A will, as many know, controls how a deceased’s assets are distributed and to whom they should go to. These reflect the last wishes of the deceased, so it’s taken into grave consideration by the courts. However, there may be instances wherein the named beneficiary in the will and the asset distribution instructions are not followed.
To give an example, a mother’s will may say that she wants all her assets to be given to her son. However, during probate, the daughter gets the IRA. Naturally, the first instinct of the son, just like most clients, would be to sue. However, this lawsuit is not going to be successful because legally, a will can be superseded by a private agreement.

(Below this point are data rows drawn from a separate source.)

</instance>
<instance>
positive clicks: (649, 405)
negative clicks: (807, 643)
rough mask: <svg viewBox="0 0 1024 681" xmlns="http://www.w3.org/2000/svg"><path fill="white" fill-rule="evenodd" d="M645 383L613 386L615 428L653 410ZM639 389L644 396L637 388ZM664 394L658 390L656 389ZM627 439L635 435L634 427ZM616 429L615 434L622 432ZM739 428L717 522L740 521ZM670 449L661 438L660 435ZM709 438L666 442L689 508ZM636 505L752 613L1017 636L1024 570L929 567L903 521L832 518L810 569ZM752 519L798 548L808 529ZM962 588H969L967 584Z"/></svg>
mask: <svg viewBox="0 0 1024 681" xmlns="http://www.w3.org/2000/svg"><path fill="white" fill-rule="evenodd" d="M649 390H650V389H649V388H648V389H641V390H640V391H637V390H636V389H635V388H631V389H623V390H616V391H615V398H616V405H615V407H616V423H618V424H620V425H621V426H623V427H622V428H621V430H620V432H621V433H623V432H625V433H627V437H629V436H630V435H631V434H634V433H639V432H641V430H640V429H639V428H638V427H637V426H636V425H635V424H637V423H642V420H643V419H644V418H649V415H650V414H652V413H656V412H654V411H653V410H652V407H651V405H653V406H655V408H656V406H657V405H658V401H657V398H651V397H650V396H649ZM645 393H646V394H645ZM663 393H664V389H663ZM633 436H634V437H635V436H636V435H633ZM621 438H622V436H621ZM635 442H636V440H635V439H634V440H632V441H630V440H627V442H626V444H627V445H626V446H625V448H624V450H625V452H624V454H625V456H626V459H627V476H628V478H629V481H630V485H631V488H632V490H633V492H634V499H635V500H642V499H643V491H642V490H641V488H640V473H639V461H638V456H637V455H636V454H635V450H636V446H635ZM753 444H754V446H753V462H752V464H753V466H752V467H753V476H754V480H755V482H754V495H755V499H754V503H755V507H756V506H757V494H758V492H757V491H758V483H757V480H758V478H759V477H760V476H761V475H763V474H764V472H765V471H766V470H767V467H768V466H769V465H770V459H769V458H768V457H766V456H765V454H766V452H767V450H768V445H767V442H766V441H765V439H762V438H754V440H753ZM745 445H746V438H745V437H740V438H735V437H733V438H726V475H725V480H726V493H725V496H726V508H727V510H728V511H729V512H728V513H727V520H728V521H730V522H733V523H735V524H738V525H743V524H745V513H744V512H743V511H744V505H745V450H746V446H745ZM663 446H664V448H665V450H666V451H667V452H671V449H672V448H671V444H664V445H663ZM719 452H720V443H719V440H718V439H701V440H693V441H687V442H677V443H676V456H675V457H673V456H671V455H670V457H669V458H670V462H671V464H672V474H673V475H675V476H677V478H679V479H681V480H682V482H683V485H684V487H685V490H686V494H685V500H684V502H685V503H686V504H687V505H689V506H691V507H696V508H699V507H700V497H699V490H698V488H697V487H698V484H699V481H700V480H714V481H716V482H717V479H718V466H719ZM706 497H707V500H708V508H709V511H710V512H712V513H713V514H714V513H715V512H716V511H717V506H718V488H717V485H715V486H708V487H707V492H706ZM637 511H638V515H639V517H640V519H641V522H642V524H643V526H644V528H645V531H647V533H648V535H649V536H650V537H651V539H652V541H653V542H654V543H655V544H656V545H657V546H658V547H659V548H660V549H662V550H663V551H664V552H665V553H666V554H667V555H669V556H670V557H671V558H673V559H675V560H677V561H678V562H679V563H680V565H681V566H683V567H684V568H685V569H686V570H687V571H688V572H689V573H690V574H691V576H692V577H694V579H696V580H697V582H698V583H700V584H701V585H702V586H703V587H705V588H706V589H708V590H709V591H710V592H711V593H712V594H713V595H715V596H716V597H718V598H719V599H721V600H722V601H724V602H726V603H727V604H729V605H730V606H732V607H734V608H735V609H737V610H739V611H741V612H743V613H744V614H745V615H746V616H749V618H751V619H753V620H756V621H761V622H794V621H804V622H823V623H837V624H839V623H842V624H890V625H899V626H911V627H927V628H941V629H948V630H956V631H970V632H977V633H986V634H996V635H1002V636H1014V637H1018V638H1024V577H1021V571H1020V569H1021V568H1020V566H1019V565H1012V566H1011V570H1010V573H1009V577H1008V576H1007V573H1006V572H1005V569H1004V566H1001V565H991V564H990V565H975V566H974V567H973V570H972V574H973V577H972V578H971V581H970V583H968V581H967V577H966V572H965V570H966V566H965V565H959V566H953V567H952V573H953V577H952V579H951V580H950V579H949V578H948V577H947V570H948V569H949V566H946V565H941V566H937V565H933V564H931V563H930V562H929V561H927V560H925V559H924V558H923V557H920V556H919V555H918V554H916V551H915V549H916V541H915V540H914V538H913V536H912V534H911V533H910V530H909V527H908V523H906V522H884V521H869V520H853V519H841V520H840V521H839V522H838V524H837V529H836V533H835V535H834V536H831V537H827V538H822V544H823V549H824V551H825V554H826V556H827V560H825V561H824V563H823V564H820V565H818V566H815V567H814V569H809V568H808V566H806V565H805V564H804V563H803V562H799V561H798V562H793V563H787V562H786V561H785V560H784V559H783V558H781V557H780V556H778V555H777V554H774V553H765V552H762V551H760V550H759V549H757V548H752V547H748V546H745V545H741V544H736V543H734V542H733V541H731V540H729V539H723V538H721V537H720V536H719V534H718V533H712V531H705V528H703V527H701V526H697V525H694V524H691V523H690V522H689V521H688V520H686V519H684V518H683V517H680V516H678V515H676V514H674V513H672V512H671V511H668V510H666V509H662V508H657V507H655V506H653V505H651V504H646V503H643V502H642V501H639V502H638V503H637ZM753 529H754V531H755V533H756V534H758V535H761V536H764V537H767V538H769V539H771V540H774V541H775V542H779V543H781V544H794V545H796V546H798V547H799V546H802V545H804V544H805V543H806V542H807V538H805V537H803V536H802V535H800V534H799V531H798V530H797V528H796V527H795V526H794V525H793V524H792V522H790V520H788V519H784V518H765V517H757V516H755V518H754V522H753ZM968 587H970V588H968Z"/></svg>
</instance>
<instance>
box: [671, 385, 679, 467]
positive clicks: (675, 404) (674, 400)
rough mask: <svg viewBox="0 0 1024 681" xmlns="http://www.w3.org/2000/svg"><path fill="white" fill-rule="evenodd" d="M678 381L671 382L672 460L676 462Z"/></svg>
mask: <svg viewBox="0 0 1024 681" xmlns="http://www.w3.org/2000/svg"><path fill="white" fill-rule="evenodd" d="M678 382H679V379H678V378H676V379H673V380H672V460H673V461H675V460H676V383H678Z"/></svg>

A will is a court document, which means that to enforce it, it has to go through a court process. The will is merely a guideline for the court system and hence only controls what happens in court. It does not take into account the other ways that property can be transferred. Some of these include:
- A contract, for example, between the deceased and another party may have been present, indicating a transfer of property.
- Beneficiary designations or pay on death designations on insurance policies, IRA, 401(k), brokerage account, savings account, etc. These function the same as contracts.
In case there have been property transfers in this manner and that asset has skipped probate, the will cannot control it. So even if the will says that one child will get everything but there is a private agreement such as the beneficiary designation form that transfers the ownership to another child, there is nothing that can be done to retrieve that property.
Even if the beneficiary designation was done several years before the will was drafted, the private agreement will still supersede the will. So it’s important that people constantly update their beneficiary designations to reflect new situations in their lives.